Haben Sie nie Ihre Tätigkeit nie als Belastung empfunden?

Mein Naturell kam oder kommt mir da zur Hilfe. Abgesehen davon gilt es stets zu bedenken, dass ein Kundendienst oder eine Ombudsstelle nicht eigene Fehler korrigieren muss, das ist ein entscheidender Punkt. Die Situation für den Mitarbeiter oder die Mitarbeiterin im Reisebüro ist entsprechend brisanter.

Ende Mai treten Sie in den wohlverdienten Ruhestand. Auf was freuen Sie sich am meisten, wenn Sie an diesen neuen Lebensabschnitt denken?
Primär freue ich mich auf die neue Freizeit, welche sich nun einstellen wird. Ich wollte während meiner ganzen Arbeitsphase einmal eine längere Auszeit nehmen, habe das aber nie verwirklichen können. Die zweite Jahreshälfte werde ich entsprechend geniessen; da gibt es bereits schon einige Ideen. Im folgenden Jahr 2025 werde ich schon wieder irgendeine Tätigkeit ins Auge fassen. Es ist aber noch alles offen.

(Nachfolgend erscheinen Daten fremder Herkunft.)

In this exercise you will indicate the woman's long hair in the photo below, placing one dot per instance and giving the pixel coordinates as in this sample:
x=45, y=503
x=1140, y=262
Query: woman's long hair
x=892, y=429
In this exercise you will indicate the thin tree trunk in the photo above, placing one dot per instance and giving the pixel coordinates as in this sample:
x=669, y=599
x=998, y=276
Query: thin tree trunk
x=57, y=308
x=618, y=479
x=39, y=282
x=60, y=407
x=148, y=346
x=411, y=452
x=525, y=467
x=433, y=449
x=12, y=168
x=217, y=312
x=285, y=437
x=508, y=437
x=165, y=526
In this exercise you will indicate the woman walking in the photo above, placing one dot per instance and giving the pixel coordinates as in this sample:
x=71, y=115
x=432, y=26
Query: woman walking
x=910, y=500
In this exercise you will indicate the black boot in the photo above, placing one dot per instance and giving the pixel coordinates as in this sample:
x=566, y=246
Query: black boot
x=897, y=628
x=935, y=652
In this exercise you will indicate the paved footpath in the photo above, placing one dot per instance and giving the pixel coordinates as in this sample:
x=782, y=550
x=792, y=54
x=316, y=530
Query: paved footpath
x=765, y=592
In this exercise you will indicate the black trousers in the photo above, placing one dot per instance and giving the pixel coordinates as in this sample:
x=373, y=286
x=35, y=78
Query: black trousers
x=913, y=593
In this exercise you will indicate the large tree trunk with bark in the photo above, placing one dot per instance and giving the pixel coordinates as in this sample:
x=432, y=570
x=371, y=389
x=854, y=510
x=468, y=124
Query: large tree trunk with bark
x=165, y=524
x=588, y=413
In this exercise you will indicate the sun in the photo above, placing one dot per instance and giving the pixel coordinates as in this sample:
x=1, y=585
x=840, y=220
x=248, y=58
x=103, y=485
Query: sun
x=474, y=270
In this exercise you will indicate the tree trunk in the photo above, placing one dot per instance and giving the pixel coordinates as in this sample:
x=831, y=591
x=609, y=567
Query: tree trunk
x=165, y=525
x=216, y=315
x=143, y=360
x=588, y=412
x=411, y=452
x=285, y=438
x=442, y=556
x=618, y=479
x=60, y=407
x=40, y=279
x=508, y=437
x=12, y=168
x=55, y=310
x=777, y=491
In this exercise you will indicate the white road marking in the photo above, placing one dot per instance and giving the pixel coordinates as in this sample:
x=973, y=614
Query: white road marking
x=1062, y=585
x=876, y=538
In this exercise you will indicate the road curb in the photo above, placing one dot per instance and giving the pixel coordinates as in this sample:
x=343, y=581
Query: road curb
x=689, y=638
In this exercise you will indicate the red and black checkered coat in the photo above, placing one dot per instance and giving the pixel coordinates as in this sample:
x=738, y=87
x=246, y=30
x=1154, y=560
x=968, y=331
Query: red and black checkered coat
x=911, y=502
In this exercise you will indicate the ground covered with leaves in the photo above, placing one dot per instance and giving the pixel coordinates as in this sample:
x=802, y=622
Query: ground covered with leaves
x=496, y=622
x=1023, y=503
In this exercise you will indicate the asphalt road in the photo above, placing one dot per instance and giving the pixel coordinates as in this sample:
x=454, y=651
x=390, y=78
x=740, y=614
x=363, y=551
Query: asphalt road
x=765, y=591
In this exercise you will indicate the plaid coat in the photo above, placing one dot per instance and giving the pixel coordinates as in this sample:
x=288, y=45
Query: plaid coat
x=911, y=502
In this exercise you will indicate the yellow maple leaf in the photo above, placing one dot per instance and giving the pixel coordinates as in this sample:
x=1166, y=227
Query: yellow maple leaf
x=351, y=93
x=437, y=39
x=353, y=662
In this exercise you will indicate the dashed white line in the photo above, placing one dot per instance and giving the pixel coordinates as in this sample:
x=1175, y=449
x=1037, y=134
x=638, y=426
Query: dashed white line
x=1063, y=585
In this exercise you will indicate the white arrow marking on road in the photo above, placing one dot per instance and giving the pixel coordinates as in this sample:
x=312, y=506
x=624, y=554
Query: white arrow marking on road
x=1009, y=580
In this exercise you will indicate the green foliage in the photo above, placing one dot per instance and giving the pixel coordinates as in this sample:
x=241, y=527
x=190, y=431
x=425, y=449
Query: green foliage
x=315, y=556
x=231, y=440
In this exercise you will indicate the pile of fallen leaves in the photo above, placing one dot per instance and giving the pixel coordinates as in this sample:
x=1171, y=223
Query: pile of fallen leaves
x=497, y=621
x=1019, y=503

Welchen Rat oder welche Tipps würden Sie Ihrem Nachfolger mit auf den Weg geben?

Ich wünsche ihm die nötige Ausdauer, Geduld und Hartnäckigkeit, die es für diesen Job braucht. Zusätzlich wünsche ich ihm viel Erfolg und Zufriedenheit in der neuen Aufgabe.

Last but not least: Wohin geht’s in die Sommerferien?

Die Sommerferien werden meine Frau und ich in Nordengland verbringen, mindestens einen Monat werden wir dort verweilenWhat a joy!